One hundred thirty labour rights and civil society organisations from different parts of the world yesterday demanded immediate suspension of Malaysia's crackdown on undocumented foreign workers.
In a statement, they said the drive would make the migrants, including Bangladeshis, more vulnerable.
The statement came a day after the Malaysian authorities announced that all the irregular foreign workers, held in the ongoing clampdown, would be deported immediately, without being granted the investigation period of between two and 14 days.
“It would impose a greater financial burden if the illegal immigrants are not immediately deported after being arrested,” said Malaysia's immigration department Director-General Mustafar Ali, after attending the department's monthly assembly in Putrajaya on Tuesday.
Every year, the Malaysian authorities have to spend over 25 million ringgit on meals for illegal migrants at 13 immigration depots across the country. The number of the workers is 6,678, he said.
Malaysia's immigration department began the nationwide operation dubbed “Ops Mega 3.0” on July 1, a day after it ended a rehiring programme that had begun on February 15, 2016. The programme had allowed the country's irregular foreign workers to regularise their visa status.
The new Malaysian government, which came to power early May, announced it wanted to reduce dependence on foreign workers as there was an oversupply of them in Malaysia, home to some six million foreign workers.
According to an official at the Bangladesh high commission in Kuala Lumpur, there are some one million Bangladeshi workers in Malaysia.
Of them, nearly five lakh are regular workers. Of the rest five lakh, many are under process of regularisation while many others have been defrauded by their agents or brokers.
In the operation, immigration police have detained 1,285 undocumented migrants and 16 employers until Tuesday, said Mustafar Ali, reports Bernama, state news agency of the Southeast Asian country.
Of those detained, some 250 are Bangladeshis, said the high commission official over phone. Besides, 600 other Bangladeshis, held before the drive, were also kept at the depots, the official added.
Against this backdrop, the migrant rights organisations urged the Malaysian authorities to immediately sit with them for a comprehensive solution to challenges regarding foreign workers.
Adrian Pereira, executive director of North South Initiative (NSI), a Malaysian rights body, issued the statement endorsed by 130 organisations and six individuals from Malaysia, Indonesia, Singapore, Cambodia, India, Nepal, the Philippines, Bangladesh, Australia, Jordan, Sri Lanka, Myanmar, Hong Kong and USA.
“We must never punish migrants who became victims of trafficking in Malaysia, as their circumstances are beyond their control. Criminalising victims and survivors is not the way to go; we should instead be going after the syndicates and those responsible,” it said.
Agents and brokers often provide the workers with false advice and promises regarding the process of getting work permits and jobs in Malaysia. Many migrants become susceptible to fraud and deception.
Recruiters promise work permits and good employment contracts with decent wages and conditions, but migrants often find their contracts, workplaces, and terms and conditions changed.
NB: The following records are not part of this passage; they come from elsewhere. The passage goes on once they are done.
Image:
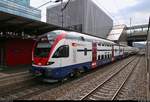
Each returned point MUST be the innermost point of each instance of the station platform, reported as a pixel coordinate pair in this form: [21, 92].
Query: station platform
[6, 71]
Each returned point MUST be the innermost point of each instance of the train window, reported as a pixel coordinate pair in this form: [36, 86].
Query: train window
[99, 44]
[62, 51]
[85, 51]
[102, 57]
[105, 56]
[108, 56]
[82, 38]
[99, 57]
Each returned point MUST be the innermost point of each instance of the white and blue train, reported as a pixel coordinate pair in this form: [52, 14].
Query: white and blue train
[59, 54]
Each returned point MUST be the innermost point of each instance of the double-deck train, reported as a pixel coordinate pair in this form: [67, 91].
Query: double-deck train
[59, 54]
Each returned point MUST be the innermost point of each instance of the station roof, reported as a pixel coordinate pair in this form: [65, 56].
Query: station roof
[116, 32]
[14, 23]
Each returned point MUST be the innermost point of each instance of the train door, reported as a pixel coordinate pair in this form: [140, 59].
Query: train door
[94, 54]
[113, 53]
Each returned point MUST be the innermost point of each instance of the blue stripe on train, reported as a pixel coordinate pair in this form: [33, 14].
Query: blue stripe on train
[61, 72]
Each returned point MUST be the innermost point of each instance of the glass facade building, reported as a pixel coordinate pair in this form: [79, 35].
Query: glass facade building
[20, 8]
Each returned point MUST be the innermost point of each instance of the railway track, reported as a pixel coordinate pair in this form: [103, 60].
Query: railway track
[25, 89]
[15, 78]
[109, 89]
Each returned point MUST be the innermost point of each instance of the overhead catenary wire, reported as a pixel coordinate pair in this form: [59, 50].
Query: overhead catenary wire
[108, 12]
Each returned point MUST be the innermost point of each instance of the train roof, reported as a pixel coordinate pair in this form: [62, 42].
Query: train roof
[76, 35]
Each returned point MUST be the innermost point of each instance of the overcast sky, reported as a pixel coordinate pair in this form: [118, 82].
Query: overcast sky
[119, 10]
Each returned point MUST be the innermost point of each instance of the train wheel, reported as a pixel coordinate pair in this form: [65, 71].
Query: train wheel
[64, 79]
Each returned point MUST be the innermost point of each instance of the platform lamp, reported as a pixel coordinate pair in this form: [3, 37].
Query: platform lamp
[63, 8]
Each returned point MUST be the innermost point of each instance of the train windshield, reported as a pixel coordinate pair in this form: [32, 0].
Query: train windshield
[43, 47]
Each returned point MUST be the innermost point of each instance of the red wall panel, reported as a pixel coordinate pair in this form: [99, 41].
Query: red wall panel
[19, 51]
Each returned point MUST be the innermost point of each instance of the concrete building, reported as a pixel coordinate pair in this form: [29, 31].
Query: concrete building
[20, 8]
[81, 15]
[118, 34]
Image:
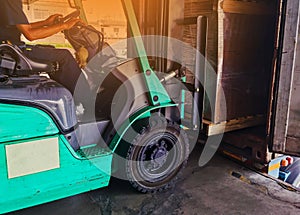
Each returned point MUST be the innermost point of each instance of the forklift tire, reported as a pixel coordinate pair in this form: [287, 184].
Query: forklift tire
[156, 157]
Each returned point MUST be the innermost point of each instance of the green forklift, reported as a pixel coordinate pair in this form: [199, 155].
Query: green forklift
[47, 152]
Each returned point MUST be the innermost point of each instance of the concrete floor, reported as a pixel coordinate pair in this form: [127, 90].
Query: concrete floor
[208, 190]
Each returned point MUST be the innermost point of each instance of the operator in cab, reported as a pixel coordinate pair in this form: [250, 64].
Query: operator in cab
[14, 23]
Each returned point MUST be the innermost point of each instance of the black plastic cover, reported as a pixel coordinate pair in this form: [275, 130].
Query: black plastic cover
[38, 91]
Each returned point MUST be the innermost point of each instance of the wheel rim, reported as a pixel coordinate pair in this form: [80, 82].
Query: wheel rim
[158, 157]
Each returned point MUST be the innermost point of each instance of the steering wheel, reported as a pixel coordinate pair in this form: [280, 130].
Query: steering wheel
[74, 14]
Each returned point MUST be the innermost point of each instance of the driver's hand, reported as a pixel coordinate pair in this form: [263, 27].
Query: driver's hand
[53, 19]
[70, 23]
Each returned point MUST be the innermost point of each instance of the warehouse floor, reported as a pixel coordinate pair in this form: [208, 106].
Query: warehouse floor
[209, 190]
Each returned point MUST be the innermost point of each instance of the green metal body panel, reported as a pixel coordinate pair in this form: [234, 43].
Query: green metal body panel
[77, 171]
[74, 176]
[157, 93]
[146, 112]
[21, 122]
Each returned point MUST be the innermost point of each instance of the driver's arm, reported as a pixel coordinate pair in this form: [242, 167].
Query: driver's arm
[39, 30]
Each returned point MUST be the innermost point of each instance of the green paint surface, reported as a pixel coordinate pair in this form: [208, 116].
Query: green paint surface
[21, 122]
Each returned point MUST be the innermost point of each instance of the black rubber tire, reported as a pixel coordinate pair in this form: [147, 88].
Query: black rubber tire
[156, 157]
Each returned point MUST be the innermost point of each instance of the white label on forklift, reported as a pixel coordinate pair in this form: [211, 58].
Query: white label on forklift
[32, 157]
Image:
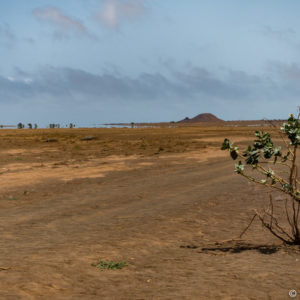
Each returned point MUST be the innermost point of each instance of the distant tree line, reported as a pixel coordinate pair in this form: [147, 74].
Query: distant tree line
[35, 126]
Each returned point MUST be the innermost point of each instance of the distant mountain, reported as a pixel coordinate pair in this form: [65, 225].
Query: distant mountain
[207, 117]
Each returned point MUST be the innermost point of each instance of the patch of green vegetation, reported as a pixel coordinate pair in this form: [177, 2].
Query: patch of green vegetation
[109, 265]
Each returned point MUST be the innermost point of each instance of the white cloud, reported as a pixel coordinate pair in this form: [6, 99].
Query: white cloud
[54, 16]
[114, 12]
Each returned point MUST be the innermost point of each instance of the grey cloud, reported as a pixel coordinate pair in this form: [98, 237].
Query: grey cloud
[7, 37]
[64, 24]
[64, 92]
[285, 34]
[115, 12]
[285, 71]
[196, 83]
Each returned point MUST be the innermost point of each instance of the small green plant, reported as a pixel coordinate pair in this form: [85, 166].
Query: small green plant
[276, 169]
[109, 265]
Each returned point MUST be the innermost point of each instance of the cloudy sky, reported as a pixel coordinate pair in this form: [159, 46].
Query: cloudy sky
[97, 61]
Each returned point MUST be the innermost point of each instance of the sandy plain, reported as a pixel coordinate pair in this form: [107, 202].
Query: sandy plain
[165, 200]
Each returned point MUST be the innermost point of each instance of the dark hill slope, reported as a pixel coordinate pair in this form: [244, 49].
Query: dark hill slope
[206, 117]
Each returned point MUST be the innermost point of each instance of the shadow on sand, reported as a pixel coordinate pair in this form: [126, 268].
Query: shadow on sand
[236, 247]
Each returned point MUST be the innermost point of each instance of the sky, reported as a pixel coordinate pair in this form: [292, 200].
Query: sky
[104, 61]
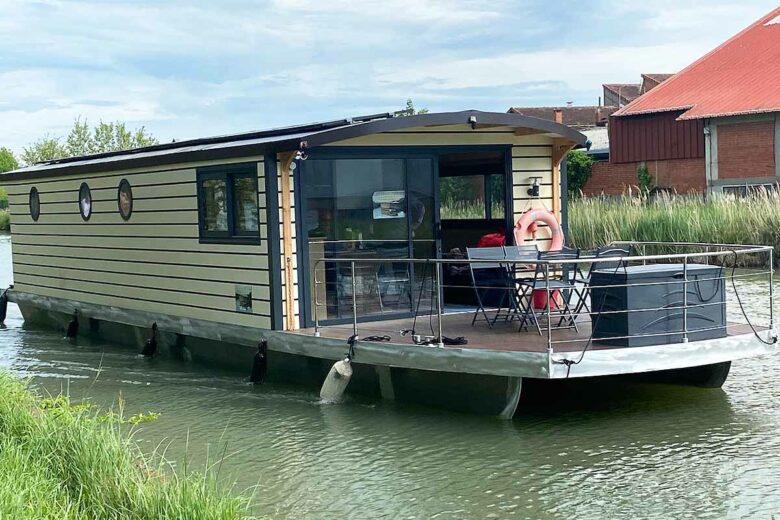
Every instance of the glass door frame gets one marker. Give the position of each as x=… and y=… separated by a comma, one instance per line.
x=382, y=152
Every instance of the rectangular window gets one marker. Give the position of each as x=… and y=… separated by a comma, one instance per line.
x=227, y=202
x=472, y=197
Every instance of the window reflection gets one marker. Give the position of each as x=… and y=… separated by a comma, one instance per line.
x=214, y=192
x=371, y=210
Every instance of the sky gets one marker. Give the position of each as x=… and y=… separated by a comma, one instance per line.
x=194, y=69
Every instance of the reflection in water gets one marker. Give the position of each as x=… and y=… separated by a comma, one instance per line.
x=609, y=449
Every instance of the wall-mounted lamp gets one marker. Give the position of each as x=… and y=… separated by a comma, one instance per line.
x=533, y=191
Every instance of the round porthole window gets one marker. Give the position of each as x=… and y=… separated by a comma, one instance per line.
x=125, y=199
x=85, y=201
x=35, y=204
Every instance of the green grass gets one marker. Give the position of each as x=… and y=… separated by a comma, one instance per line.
x=472, y=209
x=719, y=219
x=65, y=461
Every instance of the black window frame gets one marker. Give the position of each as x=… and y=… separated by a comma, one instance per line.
x=85, y=187
x=488, y=200
x=227, y=173
x=122, y=184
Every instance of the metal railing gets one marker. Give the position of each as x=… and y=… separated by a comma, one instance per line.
x=549, y=272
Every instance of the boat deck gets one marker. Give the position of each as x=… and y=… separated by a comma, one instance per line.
x=503, y=336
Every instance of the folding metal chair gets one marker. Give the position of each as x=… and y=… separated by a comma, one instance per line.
x=521, y=260
x=557, y=278
x=492, y=282
x=601, y=252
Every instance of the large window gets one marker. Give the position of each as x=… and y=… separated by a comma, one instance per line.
x=373, y=210
x=227, y=202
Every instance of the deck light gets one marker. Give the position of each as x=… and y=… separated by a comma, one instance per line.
x=533, y=191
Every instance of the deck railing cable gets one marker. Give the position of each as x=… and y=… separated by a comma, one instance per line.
x=713, y=255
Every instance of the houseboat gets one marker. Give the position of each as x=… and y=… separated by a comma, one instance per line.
x=413, y=250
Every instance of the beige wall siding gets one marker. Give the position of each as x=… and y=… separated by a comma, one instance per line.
x=287, y=321
x=153, y=262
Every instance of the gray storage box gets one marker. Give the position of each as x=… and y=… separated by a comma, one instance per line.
x=663, y=289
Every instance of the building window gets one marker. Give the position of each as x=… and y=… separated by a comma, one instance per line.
x=35, y=204
x=227, y=202
x=124, y=199
x=85, y=201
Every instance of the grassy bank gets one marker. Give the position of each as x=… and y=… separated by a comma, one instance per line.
x=722, y=219
x=64, y=461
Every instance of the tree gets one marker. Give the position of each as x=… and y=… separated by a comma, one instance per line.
x=644, y=179
x=410, y=110
x=44, y=149
x=83, y=140
x=7, y=160
x=579, y=167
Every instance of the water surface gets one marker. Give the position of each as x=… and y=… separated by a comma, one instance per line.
x=639, y=450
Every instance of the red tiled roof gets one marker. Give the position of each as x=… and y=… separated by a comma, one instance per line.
x=627, y=91
x=577, y=117
x=741, y=76
x=658, y=78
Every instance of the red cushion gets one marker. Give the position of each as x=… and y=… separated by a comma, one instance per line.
x=492, y=240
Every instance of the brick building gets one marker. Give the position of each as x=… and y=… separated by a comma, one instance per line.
x=714, y=126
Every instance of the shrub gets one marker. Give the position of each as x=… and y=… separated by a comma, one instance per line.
x=579, y=168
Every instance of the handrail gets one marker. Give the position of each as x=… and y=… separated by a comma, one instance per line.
x=745, y=250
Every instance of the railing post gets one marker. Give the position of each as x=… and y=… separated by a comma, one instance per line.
x=771, y=291
x=354, y=302
x=316, y=303
x=549, y=306
x=685, y=299
x=439, y=303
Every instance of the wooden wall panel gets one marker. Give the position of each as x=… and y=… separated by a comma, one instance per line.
x=154, y=261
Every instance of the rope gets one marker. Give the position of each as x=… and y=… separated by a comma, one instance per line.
x=351, y=342
x=742, y=308
x=569, y=362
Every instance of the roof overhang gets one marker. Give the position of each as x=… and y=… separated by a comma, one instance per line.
x=260, y=143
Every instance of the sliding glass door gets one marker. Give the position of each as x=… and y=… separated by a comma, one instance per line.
x=372, y=210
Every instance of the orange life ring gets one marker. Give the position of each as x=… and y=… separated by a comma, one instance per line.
x=531, y=217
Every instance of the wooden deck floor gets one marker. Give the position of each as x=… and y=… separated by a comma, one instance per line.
x=504, y=336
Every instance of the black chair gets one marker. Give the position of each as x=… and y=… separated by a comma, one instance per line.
x=493, y=284
x=558, y=277
x=611, y=265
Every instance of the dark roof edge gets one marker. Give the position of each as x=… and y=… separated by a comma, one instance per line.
x=317, y=137
x=441, y=119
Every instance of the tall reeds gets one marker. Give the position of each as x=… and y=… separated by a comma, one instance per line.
x=64, y=461
x=676, y=218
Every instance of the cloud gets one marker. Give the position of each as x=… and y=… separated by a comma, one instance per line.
x=188, y=69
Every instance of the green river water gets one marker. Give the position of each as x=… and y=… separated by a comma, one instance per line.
x=608, y=451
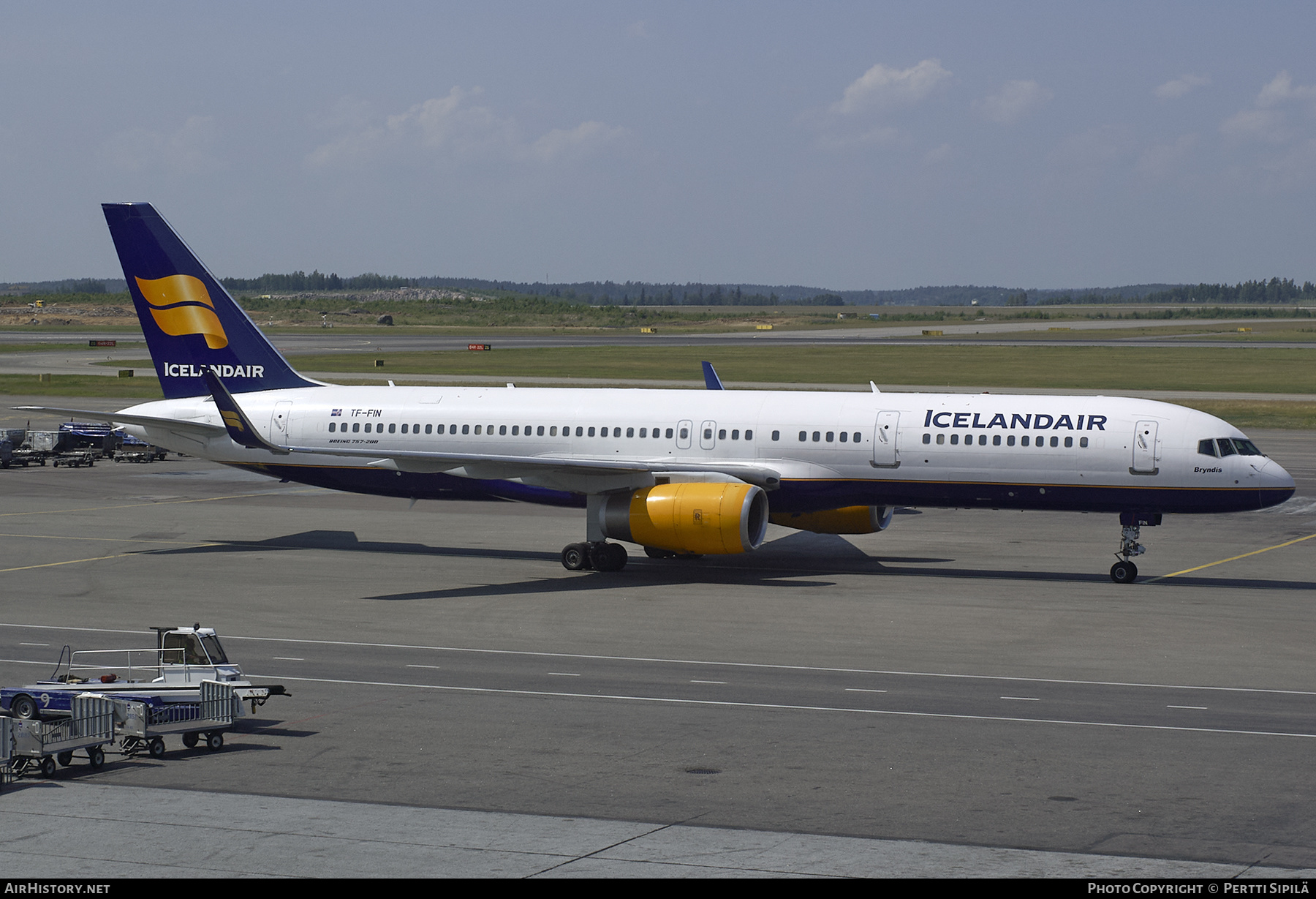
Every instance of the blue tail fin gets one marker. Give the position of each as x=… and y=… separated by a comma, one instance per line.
x=190, y=321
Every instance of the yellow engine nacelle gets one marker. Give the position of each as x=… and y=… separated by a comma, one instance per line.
x=849, y=520
x=689, y=518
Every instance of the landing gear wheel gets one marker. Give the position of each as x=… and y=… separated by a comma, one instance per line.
x=1124, y=573
x=575, y=557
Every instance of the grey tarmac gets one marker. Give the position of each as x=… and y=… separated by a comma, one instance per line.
x=965, y=693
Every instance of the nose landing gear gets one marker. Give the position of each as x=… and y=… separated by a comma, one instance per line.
x=1124, y=571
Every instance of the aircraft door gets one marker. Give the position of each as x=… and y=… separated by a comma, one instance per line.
x=708, y=435
x=279, y=421
x=684, y=433
x=885, y=440
x=1144, y=449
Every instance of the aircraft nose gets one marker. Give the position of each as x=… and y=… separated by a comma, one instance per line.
x=1276, y=484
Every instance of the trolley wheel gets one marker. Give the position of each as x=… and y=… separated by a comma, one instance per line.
x=1124, y=573
x=24, y=707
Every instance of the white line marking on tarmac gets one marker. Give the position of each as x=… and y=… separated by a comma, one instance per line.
x=724, y=703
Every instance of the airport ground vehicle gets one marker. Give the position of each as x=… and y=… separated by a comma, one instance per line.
x=171, y=672
x=681, y=473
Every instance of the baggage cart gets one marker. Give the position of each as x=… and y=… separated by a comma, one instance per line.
x=39, y=744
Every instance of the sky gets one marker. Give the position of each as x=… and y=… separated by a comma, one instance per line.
x=839, y=145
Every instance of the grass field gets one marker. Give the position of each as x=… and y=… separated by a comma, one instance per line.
x=1279, y=370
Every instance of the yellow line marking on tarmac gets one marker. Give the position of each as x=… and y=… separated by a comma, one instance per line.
x=105, y=540
x=1232, y=558
x=164, y=502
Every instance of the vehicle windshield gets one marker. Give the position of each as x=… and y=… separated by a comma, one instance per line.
x=212, y=647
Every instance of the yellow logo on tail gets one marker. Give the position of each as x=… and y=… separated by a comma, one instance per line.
x=182, y=306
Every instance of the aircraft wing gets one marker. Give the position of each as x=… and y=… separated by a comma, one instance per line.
x=190, y=428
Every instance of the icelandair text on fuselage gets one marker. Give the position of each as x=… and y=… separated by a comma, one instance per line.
x=1227, y=887
x=187, y=370
x=1040, y=421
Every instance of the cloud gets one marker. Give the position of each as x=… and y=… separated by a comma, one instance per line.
x=575, y=144
x=1013, y=102
x=1178, y=87
x=1162, y=159
x=1256, y=124
x=452, y=127
x=883, y=87
x=184, y=151
x=1282, y=89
“For most workers there is little access to justice or right to redress mechanisms in proving the fraud and deception,” said Adrian.
Passports are often illegally held by employers and whether their visas are renewed or not is beyond the worker's control -- a situation that makes the migrants undocumented, the statement said.
Again, the previous Malaysian government's hiring policy required an employer's consent for workers to change jobs. This inflexibility is particularly problematic in cases of exploitation, intimidation and physical violence where workers have no choice but to abscond and become undocumented.
Many migrants also paid high recruitment fees to the syndicates, and were facing debt bondage.
“Sending people home in such circumstances is putting many workers at risk, and this needs to be clearly addressed,” the statement said.
“Unrealistic deadlines force workers to risk going underground, collaborating with exploitative actors within the labour supply chain, driving criminality and other high-risk activities,” it added.